Giraffe - he is mostly on board! he eats the food, knows it works for weight loss and health (and he has no significant food sensitivities apart from lactose intolerance), knows he feels much better eating that way as so other people would probably too. And he reads a lot about it. BUT it still grates on him that it's going against the standard advice for a lot of conditions...
Actually he says the same as you, pretty much.
That most people either can't (due to cost) or won't radically change their diet. They would rather take medication- and that for most people, cutting carb consumption to pre ww2 levels (we eat more animal fat and a lot less grains then), would be enough to avoid many health problems, for most people.

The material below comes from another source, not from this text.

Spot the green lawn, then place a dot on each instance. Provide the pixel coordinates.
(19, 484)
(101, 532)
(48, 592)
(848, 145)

If you take breakfast as an example, even when I was a young child, (I'm 45), breakfast cereal was rarely bought in our house. We had a cooked breakfast most days. Maybe a slice of toast with 2 or 3 poached or fried eggs, or a couple of rashers of bacon.
Even with the toast, that's a low carb breakfast relative to today's idea of a "healthy" breakfast. A bowl of cereal (mostly these are about 80% carb!). Served with low fat pasteurized milk (affects blood sugar more than raw milk), a glass of fruit juice and maybe a bit of fruit cut over the cereal too... All carbs, no fat, virtually no protein.
Lunch is probably a lot more processed carb and grain heavy than a few decades ago too.
In my (not very scientific) estimation, I think my parents generation as children/young adults were probably eating about 150g carb a day from a home cooked diet that included bread and home cooked cakes etc (both grandmothers baked every week). They were also active in their jobs, and the home cooked provided a lot of natural animal fats, nothing was "low fat".
These days, following healthy eating guidelines it would be easy to eat 300g or more of carbohydrate a day and most peoples metabolism just can't handle that, even if they are very active.
But it's low fat so that's healthy!!! Half the fat, so go ahead, eat twice the amount!